Other possibilities are other congenital organ failures like liver or kidney disease, though these are much less common in hamsters then other species.

Please tell your daughter that it is very unlikely that she did nothing wrong, that she just had the misfortune to fall in love with a sick little fellow. Because hamsters are most active when we are sleeping we often miss that they aren't playing as long or as hard as they usually do. Hamsters are prey animals and are masters at hiding their illnesses from us.

If your daughter chooses to get another hamster I'll give you some general care guidelines.

Please don't use wood chips of any type for bedding.
Wood chips of any kind can be a problem. They release aromatic oils and can carry bacterial and fungal spores. I recommend recycled paper pulp bedding as it is hypoallergenic, nontoxic and absorptive.

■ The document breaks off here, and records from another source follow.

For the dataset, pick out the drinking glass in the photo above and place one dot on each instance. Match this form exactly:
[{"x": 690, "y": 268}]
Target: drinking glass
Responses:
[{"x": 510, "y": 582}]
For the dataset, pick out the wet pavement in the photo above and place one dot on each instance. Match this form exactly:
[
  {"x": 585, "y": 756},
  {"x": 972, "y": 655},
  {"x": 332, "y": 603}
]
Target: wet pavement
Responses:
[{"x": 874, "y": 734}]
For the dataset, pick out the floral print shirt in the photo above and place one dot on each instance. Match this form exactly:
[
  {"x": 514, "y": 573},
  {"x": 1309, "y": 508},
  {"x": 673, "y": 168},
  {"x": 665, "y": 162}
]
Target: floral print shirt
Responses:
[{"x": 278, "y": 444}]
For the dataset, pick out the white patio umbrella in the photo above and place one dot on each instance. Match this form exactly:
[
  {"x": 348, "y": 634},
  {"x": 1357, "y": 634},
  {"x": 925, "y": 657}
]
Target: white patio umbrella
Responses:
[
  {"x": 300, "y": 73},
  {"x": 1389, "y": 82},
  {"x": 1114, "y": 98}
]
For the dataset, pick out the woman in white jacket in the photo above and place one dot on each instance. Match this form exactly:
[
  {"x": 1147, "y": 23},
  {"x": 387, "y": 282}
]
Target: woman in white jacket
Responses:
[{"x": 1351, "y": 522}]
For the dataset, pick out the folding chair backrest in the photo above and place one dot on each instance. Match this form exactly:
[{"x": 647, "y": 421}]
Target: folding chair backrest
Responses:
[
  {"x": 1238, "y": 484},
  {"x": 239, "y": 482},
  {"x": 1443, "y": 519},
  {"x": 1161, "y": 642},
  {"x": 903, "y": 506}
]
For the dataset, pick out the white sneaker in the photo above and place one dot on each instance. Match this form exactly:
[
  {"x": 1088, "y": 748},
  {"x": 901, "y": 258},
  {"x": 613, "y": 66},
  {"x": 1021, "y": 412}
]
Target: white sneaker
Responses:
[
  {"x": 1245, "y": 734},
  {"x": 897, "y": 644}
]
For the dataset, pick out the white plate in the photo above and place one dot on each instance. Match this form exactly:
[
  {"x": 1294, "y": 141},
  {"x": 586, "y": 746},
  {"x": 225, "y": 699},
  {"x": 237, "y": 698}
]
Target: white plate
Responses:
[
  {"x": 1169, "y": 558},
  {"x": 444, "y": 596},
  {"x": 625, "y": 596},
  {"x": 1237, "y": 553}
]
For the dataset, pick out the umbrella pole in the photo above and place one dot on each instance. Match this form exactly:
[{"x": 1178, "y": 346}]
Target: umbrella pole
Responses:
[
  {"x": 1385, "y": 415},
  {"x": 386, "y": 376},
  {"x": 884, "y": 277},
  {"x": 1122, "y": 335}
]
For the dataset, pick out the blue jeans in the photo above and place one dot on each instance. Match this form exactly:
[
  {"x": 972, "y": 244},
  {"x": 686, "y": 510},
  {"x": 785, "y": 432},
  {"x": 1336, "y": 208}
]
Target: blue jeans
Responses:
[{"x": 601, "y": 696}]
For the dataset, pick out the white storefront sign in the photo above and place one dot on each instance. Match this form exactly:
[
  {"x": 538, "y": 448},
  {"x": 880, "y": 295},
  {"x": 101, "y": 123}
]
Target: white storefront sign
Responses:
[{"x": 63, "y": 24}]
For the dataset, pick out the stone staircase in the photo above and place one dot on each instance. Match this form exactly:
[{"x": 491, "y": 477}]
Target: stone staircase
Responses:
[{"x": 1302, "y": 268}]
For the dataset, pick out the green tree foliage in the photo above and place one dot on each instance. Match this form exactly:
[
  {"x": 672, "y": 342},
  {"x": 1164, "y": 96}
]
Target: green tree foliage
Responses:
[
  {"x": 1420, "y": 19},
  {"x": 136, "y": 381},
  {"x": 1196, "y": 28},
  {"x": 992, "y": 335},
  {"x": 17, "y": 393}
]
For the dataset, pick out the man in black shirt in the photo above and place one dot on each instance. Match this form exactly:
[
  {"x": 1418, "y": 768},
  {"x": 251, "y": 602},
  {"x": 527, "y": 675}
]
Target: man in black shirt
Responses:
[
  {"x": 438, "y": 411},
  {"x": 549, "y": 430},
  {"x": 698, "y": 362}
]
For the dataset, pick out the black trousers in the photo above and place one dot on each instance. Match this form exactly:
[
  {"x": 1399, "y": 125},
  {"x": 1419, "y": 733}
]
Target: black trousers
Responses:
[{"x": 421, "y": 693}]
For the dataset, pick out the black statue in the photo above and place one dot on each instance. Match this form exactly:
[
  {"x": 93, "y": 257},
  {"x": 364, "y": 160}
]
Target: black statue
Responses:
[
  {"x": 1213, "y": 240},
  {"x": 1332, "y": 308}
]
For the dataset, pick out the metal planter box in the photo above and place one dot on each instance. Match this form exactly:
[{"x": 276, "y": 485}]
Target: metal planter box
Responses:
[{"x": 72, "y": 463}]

What should you use to clean the cage? I like very dilute antibacterial hand soap with very hot water, then rinse well in very hot water and dry well. You can also use a 5% bleach solution, but you must rinse very well to remove any odor. The cage should be cleaned completely weekly as hamster urine is very concentrated and can be very irritating to the nasal passages.

Ideally they should be eating rodent blocks. These are nutritionally complete whereas with seed mixes they eat what they like, not necessarily what is good for them, making for a weak immune system and poor bone structure (as seeds tend to be high in phosphorus and low in calcium).

Inside the cage give them things to chew on (untreated pine wood blocks and nonscented paper towel and toilet paper rolls are fine) as well as an exercise wheel. If it's squeaky use olive oil to grease the axle.
Small cardboard boxes to play in, chew on and hide in are great too.

Keep the cage away from drafts, including heating vents and windows/doors.

And make sure that the cage is in a quiet area so that he or she can get needed rest in during the day.
None of us are very friendly when we are tired.

If you notice that her or she isn't eating normally, you notice changes in the coat or feces, lethargy, or sneezing then it's time to seek a veterinarian who is comfortable treating hamsters. These little ones are prey items so they hide their illnesses well, if you think that your hamster is sick it is likely he or she is sick.

Please let me know if you have further questions.